Register Rock, a 100-foot cliff 3 miles south of Guernsey, Wyo., is a Quick Stop off Interstate 25 and U.S. 26, marking the first wagon train stop west of Fort Laramie on the Oregon Trail. Hundreds of names were inscribed here by pioneers moving west over the trail between 1840 and 1860.During a single six months in 1850, as California's Gold Rush converted the Oregon Trail into a veritable wagoneers' freeway, more than 10,000 wagons and perhaps as many as 50,000 overlanders passed this way.

The 5- to 6-foot-deep ruts of their wagon wheels - and the footprints of those who walked beside them - are still plainly visible 2 miles north of Register Rock at the Oregon Trail Ruts State Historic Site, which also provides a self-guided explanatory tour of some of the most fascinating landmarks of America's pioneering past.

Independence Rock, inscribed with more than 5,000 names, is a towering, 193-foot-high landmark of feldspar and mica that spreads over 27 acres some 50 miles west of Casper, Wyo., off I-25 and State Route 220.

Independence Rock's inscriptions are far older than those of Register Rock. Many were inscribed by the region's earliest explorers and hunters, among them some of the West's first fur trappers. In fact, it was a trapping party headed by one of the West's premier trappers, William Sublette, that on July 4, 1830, named the rock for the celebration day.

Towering Courthouse Rock, off I-80 and U.S. 385/26 4 miles south of Bridgeport, Neb., via State Route 88, marked the end of the prairies and far harder westward going for Oregon Trail emigrants. Hundreds carved their names, hometowns and destinations on the chalklike rock.

But of all writing rocks, perhaps the most historic is the massive, 200-foot-high mesa of sandstone at El Morro National Monument, 40 miles southwest of Grants, N.M., off I-40.

El Morro ("morro" means headland or bluff) preserves among its hundreds of historic inscriptions remarkably legible graffiti made in 1605, two years before the founding of Jamestown and 15 years before the Pilgrims landed on Plymouth Rock.

That year the Spanish governor, whose forces had explored a vast region from Kansas to the Gulf of California and had newly subdued the Indians of New Mexico, painstakingly inscribed this message (in Spanish):

"Passed by here the Adelantado Don Juan de Onate, from the discovery of the Sea of the South, the 16th of April of 1605." The "Sea of the South" was the Gulf of California.

But conquistador Onate was far from the first to record his passage on El Morro's Inscription Rock. Hundreds of Indian petroglyphs dating back centuries adorn the landmark's summit.
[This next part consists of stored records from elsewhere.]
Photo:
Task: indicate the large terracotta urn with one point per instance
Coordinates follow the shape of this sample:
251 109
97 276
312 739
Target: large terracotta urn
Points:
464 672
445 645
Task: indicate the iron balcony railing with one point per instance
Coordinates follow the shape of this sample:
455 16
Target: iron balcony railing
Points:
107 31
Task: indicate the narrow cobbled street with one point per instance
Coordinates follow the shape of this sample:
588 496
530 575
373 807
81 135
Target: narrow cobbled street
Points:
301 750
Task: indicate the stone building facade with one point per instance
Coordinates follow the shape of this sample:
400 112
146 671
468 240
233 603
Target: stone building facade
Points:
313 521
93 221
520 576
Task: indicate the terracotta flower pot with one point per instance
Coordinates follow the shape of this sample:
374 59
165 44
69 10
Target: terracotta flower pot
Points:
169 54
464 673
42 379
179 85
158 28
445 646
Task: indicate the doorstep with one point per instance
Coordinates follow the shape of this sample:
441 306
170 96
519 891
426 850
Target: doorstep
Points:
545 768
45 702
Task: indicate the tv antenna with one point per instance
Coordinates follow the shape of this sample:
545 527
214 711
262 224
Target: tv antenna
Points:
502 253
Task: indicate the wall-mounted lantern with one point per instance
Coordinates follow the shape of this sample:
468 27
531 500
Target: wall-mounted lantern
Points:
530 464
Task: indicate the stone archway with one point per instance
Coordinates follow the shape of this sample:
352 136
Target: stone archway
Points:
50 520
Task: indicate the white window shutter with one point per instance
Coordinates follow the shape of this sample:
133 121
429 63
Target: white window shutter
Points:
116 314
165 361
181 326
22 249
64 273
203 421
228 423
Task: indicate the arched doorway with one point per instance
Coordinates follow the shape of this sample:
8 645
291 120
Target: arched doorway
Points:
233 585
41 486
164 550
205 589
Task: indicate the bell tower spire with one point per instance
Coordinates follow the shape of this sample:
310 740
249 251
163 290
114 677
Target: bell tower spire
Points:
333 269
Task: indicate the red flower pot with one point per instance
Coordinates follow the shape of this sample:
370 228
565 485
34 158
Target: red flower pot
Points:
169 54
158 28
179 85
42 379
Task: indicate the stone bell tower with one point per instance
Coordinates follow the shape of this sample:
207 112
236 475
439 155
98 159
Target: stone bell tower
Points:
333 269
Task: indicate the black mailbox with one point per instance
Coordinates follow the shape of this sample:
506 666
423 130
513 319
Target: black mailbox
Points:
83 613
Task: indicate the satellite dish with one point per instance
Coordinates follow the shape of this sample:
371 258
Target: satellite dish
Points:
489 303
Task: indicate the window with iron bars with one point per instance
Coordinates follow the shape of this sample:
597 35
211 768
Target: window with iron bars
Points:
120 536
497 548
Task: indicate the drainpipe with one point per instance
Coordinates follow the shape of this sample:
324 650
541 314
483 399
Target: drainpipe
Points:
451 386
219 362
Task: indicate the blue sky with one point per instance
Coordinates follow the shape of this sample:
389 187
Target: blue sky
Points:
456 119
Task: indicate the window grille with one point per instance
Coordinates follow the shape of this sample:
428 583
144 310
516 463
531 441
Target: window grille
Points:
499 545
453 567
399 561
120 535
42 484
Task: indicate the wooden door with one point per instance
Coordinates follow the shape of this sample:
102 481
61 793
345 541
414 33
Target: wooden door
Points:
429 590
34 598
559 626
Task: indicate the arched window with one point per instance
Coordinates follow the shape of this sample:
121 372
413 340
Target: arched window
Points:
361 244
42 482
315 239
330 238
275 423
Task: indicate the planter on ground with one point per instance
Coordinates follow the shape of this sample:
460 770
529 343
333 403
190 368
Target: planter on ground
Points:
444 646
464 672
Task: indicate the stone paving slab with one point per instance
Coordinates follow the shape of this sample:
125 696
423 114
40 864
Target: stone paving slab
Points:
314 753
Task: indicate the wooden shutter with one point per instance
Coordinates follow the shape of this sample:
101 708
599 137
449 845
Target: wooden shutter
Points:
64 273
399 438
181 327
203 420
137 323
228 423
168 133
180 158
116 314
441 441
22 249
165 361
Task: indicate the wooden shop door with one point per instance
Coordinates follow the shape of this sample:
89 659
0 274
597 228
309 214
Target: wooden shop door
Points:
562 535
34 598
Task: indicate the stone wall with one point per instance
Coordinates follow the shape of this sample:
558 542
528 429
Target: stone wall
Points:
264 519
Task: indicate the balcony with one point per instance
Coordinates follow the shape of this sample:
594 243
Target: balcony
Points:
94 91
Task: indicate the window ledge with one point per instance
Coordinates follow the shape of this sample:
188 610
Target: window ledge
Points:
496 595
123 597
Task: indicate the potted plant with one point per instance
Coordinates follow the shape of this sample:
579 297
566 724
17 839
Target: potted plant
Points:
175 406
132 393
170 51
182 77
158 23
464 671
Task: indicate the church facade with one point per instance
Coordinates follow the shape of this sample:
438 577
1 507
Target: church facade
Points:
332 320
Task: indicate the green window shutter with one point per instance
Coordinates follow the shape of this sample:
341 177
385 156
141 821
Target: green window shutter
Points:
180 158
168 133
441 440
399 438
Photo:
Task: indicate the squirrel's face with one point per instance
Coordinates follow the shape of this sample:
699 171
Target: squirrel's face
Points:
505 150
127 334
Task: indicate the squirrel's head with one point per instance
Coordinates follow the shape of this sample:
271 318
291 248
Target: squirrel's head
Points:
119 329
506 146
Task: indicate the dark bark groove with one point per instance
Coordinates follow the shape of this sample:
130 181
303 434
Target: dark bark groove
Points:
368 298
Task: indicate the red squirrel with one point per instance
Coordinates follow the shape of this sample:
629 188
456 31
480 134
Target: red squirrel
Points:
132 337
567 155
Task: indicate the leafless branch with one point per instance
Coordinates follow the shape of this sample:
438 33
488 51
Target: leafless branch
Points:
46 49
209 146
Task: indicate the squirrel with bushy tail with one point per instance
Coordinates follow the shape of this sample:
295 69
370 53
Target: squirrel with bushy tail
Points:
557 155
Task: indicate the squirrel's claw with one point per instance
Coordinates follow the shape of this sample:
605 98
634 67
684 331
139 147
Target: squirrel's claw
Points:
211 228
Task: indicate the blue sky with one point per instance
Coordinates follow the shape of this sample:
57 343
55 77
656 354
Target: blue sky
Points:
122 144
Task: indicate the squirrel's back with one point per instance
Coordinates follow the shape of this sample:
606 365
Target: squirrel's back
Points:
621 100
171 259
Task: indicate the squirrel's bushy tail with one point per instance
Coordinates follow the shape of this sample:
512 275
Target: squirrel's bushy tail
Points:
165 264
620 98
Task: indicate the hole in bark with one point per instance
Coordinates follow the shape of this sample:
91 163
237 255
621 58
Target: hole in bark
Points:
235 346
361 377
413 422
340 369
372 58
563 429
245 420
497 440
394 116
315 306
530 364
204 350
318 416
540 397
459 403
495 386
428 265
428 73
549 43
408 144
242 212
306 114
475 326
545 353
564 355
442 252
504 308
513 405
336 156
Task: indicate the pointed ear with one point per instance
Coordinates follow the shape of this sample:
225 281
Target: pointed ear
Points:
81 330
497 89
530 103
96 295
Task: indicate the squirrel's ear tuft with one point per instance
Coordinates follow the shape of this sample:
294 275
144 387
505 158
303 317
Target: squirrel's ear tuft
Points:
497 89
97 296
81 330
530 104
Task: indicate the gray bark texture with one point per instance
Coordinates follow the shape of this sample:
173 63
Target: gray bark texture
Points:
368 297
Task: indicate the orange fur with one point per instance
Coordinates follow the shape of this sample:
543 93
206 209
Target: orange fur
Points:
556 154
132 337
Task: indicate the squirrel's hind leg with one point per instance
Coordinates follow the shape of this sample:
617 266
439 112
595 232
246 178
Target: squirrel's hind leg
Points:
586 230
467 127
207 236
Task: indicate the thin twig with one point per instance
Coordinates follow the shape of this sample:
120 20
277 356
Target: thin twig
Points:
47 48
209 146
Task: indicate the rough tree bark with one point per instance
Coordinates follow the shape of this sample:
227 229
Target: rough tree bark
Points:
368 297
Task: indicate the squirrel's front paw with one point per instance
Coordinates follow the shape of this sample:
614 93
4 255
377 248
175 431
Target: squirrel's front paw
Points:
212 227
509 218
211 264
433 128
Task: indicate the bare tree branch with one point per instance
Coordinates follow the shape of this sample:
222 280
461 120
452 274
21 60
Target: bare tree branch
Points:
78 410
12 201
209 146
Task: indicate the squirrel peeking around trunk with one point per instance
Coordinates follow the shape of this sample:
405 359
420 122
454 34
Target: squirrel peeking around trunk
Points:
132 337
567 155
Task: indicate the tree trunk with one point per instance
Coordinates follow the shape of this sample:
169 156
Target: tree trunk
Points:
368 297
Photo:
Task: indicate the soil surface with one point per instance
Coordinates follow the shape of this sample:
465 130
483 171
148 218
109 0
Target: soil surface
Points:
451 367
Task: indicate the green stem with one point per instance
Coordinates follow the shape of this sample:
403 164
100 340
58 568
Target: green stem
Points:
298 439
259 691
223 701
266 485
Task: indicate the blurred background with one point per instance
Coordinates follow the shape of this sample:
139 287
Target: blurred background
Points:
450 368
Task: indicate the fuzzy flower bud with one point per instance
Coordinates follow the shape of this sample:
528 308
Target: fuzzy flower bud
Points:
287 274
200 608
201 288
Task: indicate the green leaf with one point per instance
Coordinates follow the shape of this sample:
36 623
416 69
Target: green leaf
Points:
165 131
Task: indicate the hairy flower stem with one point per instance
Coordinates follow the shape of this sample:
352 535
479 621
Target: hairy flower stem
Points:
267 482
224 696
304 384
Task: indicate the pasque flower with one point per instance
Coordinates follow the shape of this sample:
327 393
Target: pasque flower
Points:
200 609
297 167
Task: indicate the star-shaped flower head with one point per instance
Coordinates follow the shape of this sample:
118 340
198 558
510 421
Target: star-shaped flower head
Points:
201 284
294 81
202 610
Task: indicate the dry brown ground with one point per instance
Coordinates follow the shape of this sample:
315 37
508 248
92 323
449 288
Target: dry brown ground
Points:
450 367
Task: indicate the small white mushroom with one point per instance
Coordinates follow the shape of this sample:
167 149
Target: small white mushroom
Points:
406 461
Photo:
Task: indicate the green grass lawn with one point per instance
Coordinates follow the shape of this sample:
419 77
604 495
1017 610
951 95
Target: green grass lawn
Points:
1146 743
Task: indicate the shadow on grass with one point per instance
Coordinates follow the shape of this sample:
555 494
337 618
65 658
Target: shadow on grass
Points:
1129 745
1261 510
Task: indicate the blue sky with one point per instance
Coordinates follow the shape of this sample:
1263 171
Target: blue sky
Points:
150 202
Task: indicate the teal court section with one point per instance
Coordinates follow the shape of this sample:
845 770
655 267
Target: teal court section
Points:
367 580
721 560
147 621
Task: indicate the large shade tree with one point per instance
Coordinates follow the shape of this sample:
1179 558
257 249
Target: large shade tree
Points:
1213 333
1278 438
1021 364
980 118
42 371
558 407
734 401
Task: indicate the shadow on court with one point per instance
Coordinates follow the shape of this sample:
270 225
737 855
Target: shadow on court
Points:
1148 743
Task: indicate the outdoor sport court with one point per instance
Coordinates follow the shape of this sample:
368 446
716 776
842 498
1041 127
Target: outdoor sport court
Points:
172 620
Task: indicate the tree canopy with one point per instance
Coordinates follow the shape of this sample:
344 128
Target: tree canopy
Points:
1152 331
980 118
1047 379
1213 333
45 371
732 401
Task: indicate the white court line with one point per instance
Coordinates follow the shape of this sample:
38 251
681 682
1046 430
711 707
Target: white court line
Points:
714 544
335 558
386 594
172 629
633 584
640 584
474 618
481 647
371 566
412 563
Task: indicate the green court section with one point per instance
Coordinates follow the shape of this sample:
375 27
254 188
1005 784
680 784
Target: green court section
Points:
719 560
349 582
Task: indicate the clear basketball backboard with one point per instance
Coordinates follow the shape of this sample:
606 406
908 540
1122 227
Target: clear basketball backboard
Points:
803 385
And among the most interesting El Morro inscription is that of Lt. Edward F. Beale who, in 1857, led west the U.S. Army's first contingent of 25 military camels.

The monument's excellent visitor center interprets many of El Morro's inscriptions, provides visitors with a historic perspective of the inscribers, and a self-guided trail map lets you view close-up graffiti left by ancient Indians, priests, surveyors, military expeditions, pioneers and later travelers. A 17-page booklet, "El Morro Trails" (50 cents), deciphers many of the mesa's inscriptions and explains each marked stop along the monument's trails.

The half-mile Inscription Trail (30 to 40 minutes) passes the signatured base of the landmark and takes you to El Morro's historic watering hole as well as to ancient Indian petroglyphs. The 11/2-mile Mesa Top Trail - 11/2-2 hours, and steep and strenuous in places - leads you past hundreds of inscriptions and, finally, to the great mesa's summit and the well-preserved ruins of a 13th-century Zuni Indian village.

El Morro National Monument is open daily, Memorial Day to Labor Day, from 8 a.m. to 7 p.m.; from 8 a.m. to 5 p.m. the rest of the year. Admission is $1 per person, a maximum $3 per car.

GETTING THERE. Leave I-40 just south of Grants, N.M., at the State Route 53 exit (Exit 81). Drive south and west 41 miles on Route 53 to the hamlet of El Morro. The national monument is just west of town, on your left.